Quand le FMI ouvre les coffres de la Banque centrale de Mauritanie

Le signe le plus inquiétant du recul de la souveraineté n’est pas qu’une mission étrangère du Fonds monétaire international inspecte des institutions de l’État, mais que cela devienne un événement ordinaire, ne suscitant aucun débat national sur ses limites, ses justifications et ses effets.

Lorsque les politiques monétaire et budgétaire deviennent des dossiers examinés en dehors de la volonté nationale, le sentiment d’appropriation collective de l’État se rétrécit, et l’idée selon laquelle la décision économique constitue l’une des expressions majeures de l’indépendance politique s’affaiblit.

Le défi n’est donc pas seulement technique ; il est aussi symbolique. Car la souveraineté commence à s’éroder lorsque la volonté nationale devient moins présente dans la gestion des affaires essentielles du pays.

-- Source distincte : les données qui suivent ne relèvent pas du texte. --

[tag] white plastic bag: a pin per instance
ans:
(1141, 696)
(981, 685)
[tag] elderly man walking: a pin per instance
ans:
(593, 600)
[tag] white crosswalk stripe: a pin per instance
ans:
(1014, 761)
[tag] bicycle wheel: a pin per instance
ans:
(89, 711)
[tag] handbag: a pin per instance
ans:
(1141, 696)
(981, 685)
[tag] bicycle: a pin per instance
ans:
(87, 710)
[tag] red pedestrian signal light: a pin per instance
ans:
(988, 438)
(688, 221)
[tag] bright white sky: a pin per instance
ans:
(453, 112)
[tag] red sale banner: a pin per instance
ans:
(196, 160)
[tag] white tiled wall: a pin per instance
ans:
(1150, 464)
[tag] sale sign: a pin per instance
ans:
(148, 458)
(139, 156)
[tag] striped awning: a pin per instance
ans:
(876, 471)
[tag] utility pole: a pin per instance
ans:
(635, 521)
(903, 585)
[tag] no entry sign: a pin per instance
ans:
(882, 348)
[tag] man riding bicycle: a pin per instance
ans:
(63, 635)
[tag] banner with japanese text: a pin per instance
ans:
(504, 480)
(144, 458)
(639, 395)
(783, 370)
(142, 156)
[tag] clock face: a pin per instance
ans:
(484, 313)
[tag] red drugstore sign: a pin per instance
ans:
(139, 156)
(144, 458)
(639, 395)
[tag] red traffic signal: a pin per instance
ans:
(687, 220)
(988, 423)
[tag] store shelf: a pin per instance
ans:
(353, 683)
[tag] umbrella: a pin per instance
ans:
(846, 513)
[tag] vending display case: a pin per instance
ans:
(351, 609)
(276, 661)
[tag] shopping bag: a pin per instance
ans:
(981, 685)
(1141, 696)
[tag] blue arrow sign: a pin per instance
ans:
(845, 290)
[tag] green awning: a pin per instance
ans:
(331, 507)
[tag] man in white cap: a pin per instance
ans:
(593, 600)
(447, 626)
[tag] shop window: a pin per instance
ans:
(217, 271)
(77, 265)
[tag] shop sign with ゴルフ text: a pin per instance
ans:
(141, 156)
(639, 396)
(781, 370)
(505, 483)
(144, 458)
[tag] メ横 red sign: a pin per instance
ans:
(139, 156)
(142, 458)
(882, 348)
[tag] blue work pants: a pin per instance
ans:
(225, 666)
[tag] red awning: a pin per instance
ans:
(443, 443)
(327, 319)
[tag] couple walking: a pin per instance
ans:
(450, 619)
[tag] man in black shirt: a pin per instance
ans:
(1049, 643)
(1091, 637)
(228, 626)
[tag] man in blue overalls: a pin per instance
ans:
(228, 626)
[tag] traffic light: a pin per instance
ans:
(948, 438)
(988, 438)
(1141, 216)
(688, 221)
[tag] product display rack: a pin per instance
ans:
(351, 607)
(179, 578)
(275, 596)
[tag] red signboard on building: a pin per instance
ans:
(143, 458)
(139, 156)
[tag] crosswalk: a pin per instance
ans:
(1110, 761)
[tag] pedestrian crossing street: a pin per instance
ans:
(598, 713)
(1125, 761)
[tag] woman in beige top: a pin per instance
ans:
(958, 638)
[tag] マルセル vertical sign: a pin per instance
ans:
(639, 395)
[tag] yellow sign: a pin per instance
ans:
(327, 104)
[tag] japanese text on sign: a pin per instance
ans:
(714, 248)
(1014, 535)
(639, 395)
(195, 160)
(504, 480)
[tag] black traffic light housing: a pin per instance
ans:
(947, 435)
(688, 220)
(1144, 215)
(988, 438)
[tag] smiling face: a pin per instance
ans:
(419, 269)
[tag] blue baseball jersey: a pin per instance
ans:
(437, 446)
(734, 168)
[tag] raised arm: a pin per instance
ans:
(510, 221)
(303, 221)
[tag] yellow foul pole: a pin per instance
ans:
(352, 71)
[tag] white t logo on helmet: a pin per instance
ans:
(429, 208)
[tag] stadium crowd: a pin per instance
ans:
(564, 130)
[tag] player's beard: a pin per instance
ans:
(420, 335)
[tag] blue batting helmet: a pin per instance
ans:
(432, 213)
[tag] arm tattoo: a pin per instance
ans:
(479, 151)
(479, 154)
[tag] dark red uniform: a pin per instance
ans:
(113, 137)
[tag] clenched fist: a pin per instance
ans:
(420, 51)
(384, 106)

Dans la conscience politique des États modernes, les banques centrales représentent l’un des symboles les plus forts de la souveraineté. Elles protègent la monnaie, sécurisent les réserves, conduisent la politique monétaire et, au-delà de ces fonctions, donnent au citoyen le sentiment que la décision économique de son pays demeure indépendante. C’est pourquoi toute supervision ou tout audit extérieur doit être compris dans son cadre juridique et contractuel, et non comme une image suggérant que les institutions nationales auraient perdu leur discernement, et donc leur capacité d’autocontrôle.

Tous les États coopèrent avec les institutions financières internationales. Il n’y a là rien de répréhensible. Mais ils veillent en même temps à ce que cette coopération reste un appui à la décision nationale, et non un substitut à celle-ci, et à ce qu’elle ne conduise pas à affaiblir la confiance dans les institutions souveraines ni à réduire leur rôle.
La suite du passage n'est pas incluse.